Use in Children: Safety and effectiveness of XIGDUO XR in pediatric patients have not been established.
Use in the Elderly: Because metformin is eliminated by the kidney, and because elderly patients are more likely to have decreased renal function, XIGDUO XR should be used with caution as age increases.
Dapagliflozin: Elderly patients are more likely to have impaired renal function, and/or to be treated with antihypertensive medicinal products that may cause changes in renal function such as angiotensin converting enzyme inhibitors (ACE-I) and angiotensin II type 1 receptor blockers (ARB). The same recommendations for renal function apply to elderly patients as to all patients.

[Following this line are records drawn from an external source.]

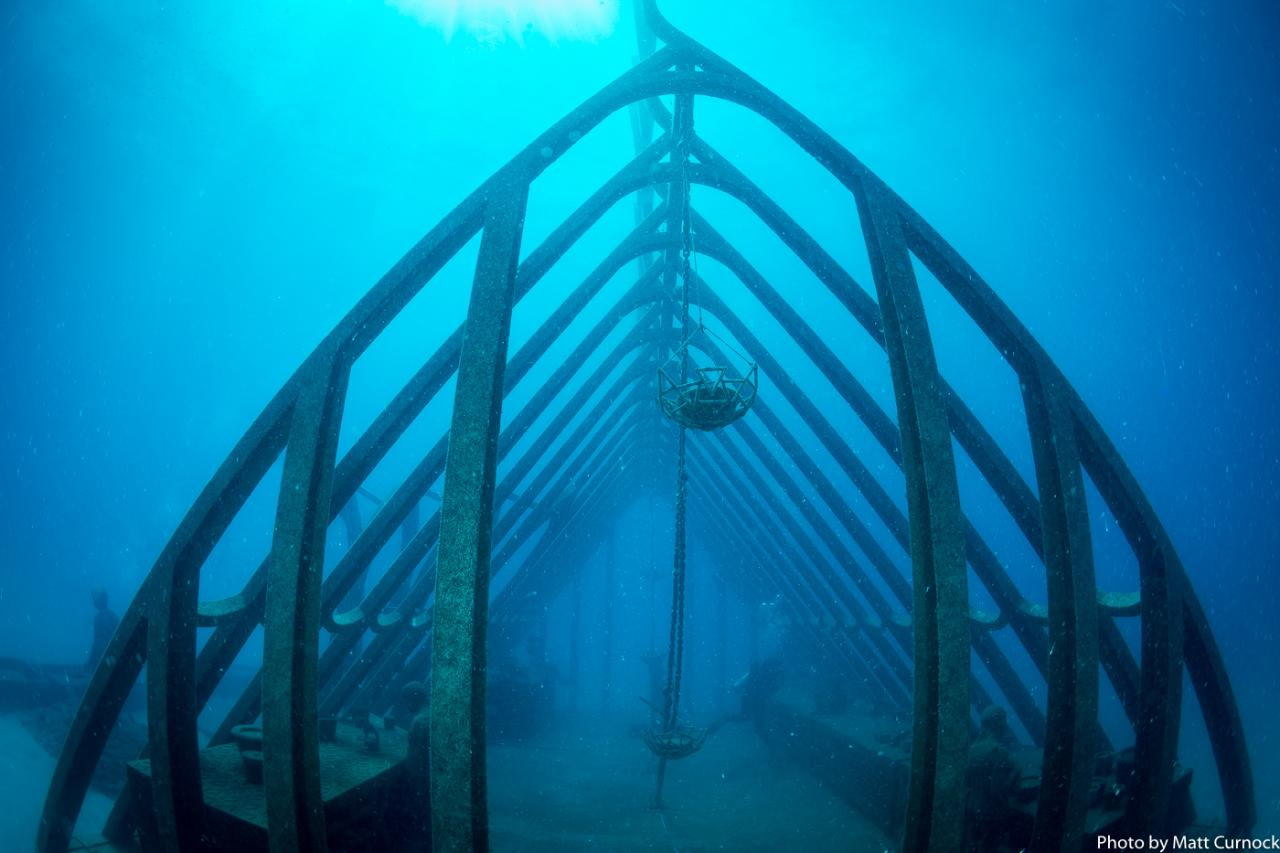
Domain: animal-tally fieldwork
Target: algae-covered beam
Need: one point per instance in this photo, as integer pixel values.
(458, 808)
(940, 743)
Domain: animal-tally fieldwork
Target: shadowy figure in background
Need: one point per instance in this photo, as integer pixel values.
(407, 825)
(104, 626)
(992, 776)
(758, 685)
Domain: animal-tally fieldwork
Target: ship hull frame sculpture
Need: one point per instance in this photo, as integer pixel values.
(914, 655)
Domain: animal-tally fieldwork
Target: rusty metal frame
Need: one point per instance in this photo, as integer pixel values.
(288, 596)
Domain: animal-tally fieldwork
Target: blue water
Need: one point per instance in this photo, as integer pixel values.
(192, 196)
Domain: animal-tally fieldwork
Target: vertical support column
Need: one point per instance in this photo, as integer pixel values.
(177, 789)
(460, 817)
(1156, 748)
(291, 747)
(940, 742)
(1073, 617)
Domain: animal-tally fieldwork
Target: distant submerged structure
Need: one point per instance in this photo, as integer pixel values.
(323, 751)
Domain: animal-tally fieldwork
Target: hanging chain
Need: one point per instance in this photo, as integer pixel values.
(676, 649)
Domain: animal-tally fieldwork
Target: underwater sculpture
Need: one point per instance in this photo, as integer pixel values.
(293, 602)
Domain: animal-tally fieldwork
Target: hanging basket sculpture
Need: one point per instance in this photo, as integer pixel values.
(714, 397)
(680, 742)
(711, 401)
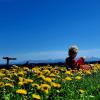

In subject ≥65 year of age, a higher proportion of subjects treated with dapagliflozin had adverse events related to renal impairment or failure compared with placebo. The most commonly reported adverse event related to renal function was increased blood serum creatinine increases, the majority of which were transient and reversible.
Elderly patients may be at a greater risk for volume depletion and are more likely to be treated with diuretics. In subjects ≥65 year of age, a higher proportion of subjects treated with dapagliflozin had adverse events related to volume depletion (see Adverse Reactions).
Therapeutic experience in patients 75 years and older is limited. Initiation of dapagliflozin therapy in this population is not recommended.
Metformin hydrochloride: Controlled clinical studies of metformin did not include sufficient numbers of elderly patients to determine whether they respond differently than younger patients, although other reported clinical experience has not identified differences in responses between the elderly and young patients. Metformin is known to be substantially excreted by the kidney and because the risk of serious adverse reactions to the drug is greater in patients with impaired renal function, metformin should only be used in patients with normal renal function. The initial and maintenance dosing of metformin should be conservative in patients with advanced age due to the potential for decreased renal function in this population. Any dose adjustment of XIGDUO XR should be based on a careful assessment of renal function.